## Project Description

Imagine you're developing a deep learning system tailored for sentiment analysis of product reviews, specifically for a newly established online beautiy product retail company. The goal is to assist the company in making informed decisions about inventory management – deciding what products to retain and what to remove from stock. The company, keen on enhancing customer satisfaction, has been actively monitoring comments on their website and has invested in annotators to label sentiments. They hand you a dataset comprising 80,000 customer reviews, each labeled with 0 for negative sentiment and 1 for positive sentiment. After extensive effort and refinement, you successfully train and deploy a classifier that predicts sentiment based on online comments. Excitedly, you report an 86% accuracy on a held-out test set to your bosses. However, to your disappointment, management expresses dissatisfaction, insisting on a minimum of 90% accuracy before considering the widespread implementation of the AI model. 
You suspect that certain annotators might have made errors, potentially affecting your model's effectiveness. Empowered by a newfound "confidence," you opt for "confidence" learning to pinpoint and rectify any inaccuracies in the dataset before embarking on the retraining process once more.

First, we prepare the environment for AWS SageMaker operations by setting up clients and retrieving essential configuration details like the default S3 bucket, execution role, and AWS region. 

In [1]:
import sagemaker
import logging
import boto3
import sagemaker
import pandas as pd
import json
import botocore
from botocore.exceptions import ClientError

config = botocore.config.Config(user_agent_extra='dlai-pds/c2/w3')

# low-level service client of the boto3 session
sm = boto3.client(service_name='sagemaker', 
                  config=config)

sm_runtime = boto3.client('sagemaker-runtime',
                          config=config)

sess = sagemaker.Session(sagemaker_client=sm,
                         sagemaker_runtime_client=sm_runtime)

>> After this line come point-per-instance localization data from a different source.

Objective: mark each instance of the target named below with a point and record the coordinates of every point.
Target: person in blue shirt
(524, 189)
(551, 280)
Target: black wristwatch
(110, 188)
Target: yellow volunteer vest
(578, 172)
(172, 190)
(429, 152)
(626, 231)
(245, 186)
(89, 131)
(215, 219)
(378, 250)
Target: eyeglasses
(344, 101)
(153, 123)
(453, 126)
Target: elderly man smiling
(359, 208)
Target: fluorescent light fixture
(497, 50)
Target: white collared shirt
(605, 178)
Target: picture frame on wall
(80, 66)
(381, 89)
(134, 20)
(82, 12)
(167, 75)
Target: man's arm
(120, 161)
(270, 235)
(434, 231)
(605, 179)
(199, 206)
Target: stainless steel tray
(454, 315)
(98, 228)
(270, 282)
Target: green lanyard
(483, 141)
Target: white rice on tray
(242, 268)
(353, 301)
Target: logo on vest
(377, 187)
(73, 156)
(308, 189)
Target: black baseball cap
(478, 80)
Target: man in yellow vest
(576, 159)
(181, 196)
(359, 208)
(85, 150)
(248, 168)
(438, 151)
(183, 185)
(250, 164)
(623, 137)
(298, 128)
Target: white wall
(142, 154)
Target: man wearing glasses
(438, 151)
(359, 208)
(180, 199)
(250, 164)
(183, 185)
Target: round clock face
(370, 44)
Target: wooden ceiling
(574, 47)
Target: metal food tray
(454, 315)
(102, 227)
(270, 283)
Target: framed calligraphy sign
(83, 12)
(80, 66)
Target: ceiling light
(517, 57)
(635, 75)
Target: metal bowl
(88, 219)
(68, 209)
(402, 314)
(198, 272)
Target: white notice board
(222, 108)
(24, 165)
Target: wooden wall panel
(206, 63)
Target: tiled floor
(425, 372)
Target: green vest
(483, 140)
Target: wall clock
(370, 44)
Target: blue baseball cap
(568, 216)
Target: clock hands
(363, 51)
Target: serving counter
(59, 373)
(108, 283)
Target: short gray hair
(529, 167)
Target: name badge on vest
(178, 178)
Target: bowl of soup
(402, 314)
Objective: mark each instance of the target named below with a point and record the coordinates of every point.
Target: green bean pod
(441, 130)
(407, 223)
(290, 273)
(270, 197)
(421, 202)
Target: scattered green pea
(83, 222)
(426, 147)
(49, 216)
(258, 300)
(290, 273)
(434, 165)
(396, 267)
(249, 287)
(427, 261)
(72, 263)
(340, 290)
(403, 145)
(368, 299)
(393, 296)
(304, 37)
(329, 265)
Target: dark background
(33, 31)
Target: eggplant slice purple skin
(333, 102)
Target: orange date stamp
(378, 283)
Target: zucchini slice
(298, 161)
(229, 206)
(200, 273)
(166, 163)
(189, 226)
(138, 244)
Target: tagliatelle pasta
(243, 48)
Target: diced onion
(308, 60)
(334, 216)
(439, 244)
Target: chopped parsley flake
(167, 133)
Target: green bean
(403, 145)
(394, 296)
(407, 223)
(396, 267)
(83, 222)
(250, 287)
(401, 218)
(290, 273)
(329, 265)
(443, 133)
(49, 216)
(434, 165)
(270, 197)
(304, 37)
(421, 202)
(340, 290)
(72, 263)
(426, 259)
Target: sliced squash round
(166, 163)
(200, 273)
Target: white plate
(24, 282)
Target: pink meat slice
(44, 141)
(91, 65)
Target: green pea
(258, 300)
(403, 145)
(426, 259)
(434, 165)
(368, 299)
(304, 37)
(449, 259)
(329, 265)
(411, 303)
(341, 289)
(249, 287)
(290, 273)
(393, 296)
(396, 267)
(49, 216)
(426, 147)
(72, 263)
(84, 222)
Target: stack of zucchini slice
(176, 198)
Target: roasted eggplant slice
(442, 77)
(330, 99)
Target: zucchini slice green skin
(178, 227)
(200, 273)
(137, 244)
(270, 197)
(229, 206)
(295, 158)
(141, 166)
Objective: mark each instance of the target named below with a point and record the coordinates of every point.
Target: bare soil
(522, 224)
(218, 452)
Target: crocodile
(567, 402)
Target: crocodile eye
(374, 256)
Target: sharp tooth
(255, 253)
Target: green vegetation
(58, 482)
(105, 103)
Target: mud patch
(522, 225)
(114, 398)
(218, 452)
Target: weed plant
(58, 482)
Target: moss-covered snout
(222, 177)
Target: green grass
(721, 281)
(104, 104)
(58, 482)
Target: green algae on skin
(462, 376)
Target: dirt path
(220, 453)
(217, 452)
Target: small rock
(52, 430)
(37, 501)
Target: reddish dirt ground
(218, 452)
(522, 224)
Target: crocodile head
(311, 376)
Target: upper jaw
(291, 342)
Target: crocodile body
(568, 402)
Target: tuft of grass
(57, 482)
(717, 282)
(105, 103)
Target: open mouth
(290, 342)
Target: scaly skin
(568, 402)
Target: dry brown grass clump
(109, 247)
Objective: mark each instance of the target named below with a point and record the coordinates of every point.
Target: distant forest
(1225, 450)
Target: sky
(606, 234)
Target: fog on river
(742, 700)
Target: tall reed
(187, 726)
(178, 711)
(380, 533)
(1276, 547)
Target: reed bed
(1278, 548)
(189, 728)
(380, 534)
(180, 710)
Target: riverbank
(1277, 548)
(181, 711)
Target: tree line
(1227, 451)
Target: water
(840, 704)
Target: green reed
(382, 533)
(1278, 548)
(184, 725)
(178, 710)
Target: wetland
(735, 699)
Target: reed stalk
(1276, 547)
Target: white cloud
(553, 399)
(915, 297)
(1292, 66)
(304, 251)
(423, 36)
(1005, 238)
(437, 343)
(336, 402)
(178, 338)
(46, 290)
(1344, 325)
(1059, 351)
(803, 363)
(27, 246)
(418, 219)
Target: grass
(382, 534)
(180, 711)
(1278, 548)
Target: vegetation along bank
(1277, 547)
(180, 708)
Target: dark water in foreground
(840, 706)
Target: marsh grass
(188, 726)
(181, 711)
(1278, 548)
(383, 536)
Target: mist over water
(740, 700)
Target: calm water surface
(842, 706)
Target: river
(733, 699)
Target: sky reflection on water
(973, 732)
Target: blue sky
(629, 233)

bucket = sess.default_bucket()
role = sagemaker.get_execution_role()
region = sess.boto_region_name

sagemaker.config INFO - Not applying SDK defaults from location: /etc/xdg/sagemaker/config.yaml
sagemaker.config INFO - Not applying SDK defaults from location: /home/sagemaker-user/.config/sagemaker/config.yaml


In [2]:
role

'arn:aws:iam::641943045730:role/service-role/AmazonSageMaker-ExecutionRole-20240423T153327'

In [3]:
bucket

'sagemaker-us-east-1-641943045730'

We then configure the data source for a training job in SageMaker, defining where the training data is located (in this case, an S3 bucket) and the nature of the data.

In [4]:
from sagemaker.inputs import TrainingInput

# TODO: set the path to the train data
train_data = TrainingInput(
    ..., 
    content_type='application/x-sagemaker-training-data'
)


In [5]:
from sagemaker.inputs import TrainingInput

# Define the content type for CSV files
content_type = 'application/x-sagemaker-training-data'

# Set the S3 path to the training data
train_data_s3_path = f"s3://sagemaker-us-east-1-641943045730/data/train.csv"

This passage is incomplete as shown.